Früher am Mittwoch hatte es vor dem Außenministerium in Berlin-Mitte schon
eine propalästinensische Sitzblockade gegeben. Trotz Verbot. „[5][Free
Palestine from German guilt]“ wurde dort gerufen. Und: In der Nacht davor
hatten zwei bislang Unbekannte Molotowcocktails in Richtung eines jüdischen
Gemeindehauses mit Kita geworfen. Ein Schock. „Die antijüdische Gewalt auf
den Straßen Berlins hat damit eine neue Dimension erreicht“, sagte der
Vorsitzende der Jüdischen Gemeinde.
„Für das Angreifen jüdischer Gebetsstätten gibt es keine Rechtfertigung“,
hieß es von der propalästinensischen Gruppe „Jüdische Stimme für gerechten
Frieden in Nahost“, die in den letzten Tagen immer wieder an
Palästina-Demos beteiligt war. Und weiter: „Der Kampf um jüdische Befreiung
ist untrennbar vom Kampf palästinensischer Befreiung. Lasst euch das nicht
von Rechtsextremisten ausreden.“
## Fake News über einen getöteten Jugendlichen machen die Runde
Andere wie [6][die Hamas-nahe Gruppe Samidoun] posteten nichts zu dem
versuchten Brandanschlag, nur zu Repression, Rassismus und Polizeigewalt
bei ihren verbotenen Versammlungen. Tatsächlich warnen auch anerkannte
Antirassismus-Stellen wie Reachout vor Vorverurteilungen.
In den sozialen Medien zeigten viele Nutzer jedoch nicht nur tatsächliche
Gewalt, sondern deuteten auch fälschlich an, ein Jugendlicher könnte in
Polizeihand umgekommen sein. Das war am Mittwoch.
Am Donnerstagabend strahlt von hohen Polizei-Masten Flutlicht über die
Sonnenallee. 30 Mannschaftswagen säumen die Straße, die Fernsehkameras
laufen, genauso wie die Handykameras der Jugendlichen in den Hauseingängen.
Spannung, ob es heute wieder knallt.
Beamte kontrollieren Flugblätter. Aufgereiht am Bürgersteig halten sie vier
Zwanzigjährige fest, die ihnen auffällig erscheinen. Und einen 15-Jährigen
mit Palituch, der Victory-Finger gezeigt hatte. Zwölf Beamte führen ihn in
Handschellen zu ihrem Bus.
## Skurrile Ukraine-Vergleiche und zertretene Kerzen
Ins Flutlicht tritt ein Mann, ebenfalls mit schwarz-weißem Tuch, er nickt
den Beamten an der Ecke zu. „Die Gewalt der Polizei ist erschreckend“, sagt
der Mittvierziger, der nicht mit Namen genannt werden will. Er ist im
[7][Westjordanland] geboren, seit 20 Jahren in Berlin. Ein Intellektueller
aus einem anderen Stadtteil, Vorbeilaufende erkennen ihn und grüßen.

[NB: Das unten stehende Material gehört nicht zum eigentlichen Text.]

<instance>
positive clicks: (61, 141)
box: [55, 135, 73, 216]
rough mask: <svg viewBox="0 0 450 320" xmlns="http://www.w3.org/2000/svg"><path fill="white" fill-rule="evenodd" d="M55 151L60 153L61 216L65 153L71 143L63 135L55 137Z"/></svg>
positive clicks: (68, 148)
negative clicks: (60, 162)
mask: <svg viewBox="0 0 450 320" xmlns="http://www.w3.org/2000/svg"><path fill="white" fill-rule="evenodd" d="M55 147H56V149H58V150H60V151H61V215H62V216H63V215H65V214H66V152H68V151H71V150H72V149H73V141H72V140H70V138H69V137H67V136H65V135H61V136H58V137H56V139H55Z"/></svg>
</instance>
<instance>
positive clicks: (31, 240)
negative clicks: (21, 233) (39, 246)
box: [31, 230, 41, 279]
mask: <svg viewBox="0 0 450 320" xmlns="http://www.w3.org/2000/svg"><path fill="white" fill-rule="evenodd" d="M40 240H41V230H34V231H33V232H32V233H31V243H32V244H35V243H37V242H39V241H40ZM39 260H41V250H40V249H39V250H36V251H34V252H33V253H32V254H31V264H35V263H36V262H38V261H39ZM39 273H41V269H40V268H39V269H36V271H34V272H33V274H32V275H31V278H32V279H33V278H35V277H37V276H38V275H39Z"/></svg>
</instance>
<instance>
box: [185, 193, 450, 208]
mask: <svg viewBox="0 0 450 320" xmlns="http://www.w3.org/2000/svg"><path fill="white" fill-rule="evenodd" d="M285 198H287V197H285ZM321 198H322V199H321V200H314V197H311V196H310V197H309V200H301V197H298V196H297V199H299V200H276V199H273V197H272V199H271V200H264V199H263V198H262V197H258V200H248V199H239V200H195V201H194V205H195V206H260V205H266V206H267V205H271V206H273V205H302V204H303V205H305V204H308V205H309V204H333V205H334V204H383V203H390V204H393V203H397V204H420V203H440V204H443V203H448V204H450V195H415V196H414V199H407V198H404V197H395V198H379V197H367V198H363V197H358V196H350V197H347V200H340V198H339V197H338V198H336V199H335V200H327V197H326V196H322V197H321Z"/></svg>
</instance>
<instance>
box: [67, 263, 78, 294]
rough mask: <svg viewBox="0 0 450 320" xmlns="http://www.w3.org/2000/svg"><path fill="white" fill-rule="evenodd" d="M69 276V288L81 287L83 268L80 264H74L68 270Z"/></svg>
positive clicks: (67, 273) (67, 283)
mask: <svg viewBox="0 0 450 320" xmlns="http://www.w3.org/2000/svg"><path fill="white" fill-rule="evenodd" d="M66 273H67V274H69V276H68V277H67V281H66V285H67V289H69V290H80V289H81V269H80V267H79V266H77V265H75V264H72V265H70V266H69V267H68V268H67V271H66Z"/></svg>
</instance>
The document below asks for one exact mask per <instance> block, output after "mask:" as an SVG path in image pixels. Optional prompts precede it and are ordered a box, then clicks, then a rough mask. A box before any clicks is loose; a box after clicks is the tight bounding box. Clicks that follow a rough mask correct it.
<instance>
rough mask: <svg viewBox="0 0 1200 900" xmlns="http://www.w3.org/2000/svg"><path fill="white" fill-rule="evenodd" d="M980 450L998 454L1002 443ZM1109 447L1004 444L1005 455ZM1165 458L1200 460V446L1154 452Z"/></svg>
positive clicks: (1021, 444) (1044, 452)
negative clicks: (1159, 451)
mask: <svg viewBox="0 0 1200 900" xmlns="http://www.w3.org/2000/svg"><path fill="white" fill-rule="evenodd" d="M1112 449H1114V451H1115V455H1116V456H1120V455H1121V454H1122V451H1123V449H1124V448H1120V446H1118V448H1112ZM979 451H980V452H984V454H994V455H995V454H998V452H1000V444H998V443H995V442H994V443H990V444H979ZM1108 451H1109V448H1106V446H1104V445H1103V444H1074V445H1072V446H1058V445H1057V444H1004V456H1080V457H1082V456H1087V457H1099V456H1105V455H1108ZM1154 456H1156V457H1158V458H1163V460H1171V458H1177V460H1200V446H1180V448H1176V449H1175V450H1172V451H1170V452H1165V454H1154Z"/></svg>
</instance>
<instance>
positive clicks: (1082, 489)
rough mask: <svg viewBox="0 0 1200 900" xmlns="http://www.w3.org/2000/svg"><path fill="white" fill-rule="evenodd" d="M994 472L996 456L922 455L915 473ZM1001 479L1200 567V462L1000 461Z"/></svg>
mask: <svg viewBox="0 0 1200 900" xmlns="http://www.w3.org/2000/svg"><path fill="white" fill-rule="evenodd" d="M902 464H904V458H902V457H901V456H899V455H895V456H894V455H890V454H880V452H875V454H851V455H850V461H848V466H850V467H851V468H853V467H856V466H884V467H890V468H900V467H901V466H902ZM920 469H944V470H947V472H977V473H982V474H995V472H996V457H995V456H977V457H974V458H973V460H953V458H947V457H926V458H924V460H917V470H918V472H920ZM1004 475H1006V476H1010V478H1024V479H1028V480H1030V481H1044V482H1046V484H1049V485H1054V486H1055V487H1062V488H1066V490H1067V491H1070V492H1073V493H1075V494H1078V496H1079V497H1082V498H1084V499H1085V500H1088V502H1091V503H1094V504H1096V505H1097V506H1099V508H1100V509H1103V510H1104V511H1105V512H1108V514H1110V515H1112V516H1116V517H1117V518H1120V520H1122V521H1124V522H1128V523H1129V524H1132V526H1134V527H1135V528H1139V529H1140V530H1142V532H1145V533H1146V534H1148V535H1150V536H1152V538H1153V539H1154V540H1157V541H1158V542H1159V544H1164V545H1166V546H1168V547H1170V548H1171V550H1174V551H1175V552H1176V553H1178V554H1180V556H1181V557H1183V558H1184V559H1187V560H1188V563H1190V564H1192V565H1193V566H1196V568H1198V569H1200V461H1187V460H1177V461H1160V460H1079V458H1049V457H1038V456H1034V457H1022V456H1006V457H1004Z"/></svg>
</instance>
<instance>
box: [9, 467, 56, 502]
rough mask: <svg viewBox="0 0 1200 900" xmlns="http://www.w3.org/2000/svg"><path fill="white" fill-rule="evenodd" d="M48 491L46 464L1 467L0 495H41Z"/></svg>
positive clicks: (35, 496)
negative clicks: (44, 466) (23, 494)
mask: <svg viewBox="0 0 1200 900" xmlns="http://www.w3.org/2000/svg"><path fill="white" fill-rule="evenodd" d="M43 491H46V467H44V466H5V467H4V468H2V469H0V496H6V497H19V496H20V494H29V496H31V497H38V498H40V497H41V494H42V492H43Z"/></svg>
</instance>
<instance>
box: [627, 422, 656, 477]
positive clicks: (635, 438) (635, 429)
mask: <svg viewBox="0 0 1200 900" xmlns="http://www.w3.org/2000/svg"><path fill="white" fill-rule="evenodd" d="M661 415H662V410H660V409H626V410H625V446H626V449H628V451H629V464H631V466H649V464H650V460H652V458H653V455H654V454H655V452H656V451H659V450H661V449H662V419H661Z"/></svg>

Er zeigt ein Video vom Vorabend: Eine Gruppe hatte statt Müllcontainern
Kerzen angezündet, in Trauer um die Toten in Gaza. Die Polizisten im Video
zertreten die Kerzen. „Ich habe das heute früh gesehen und geweint.
Darüber, wie mit den Menschen umgegangen wird“, sagt der Mann.
Was ist mit der Trauer um die Hamas-Opfer in Israel? „Wenn das ein Angriff
von Ukrainern auf Russland gewesen wäre, hätten sich die Deutschen
gefreut“, sagt er. Ein mehr als schiefer Vergleich.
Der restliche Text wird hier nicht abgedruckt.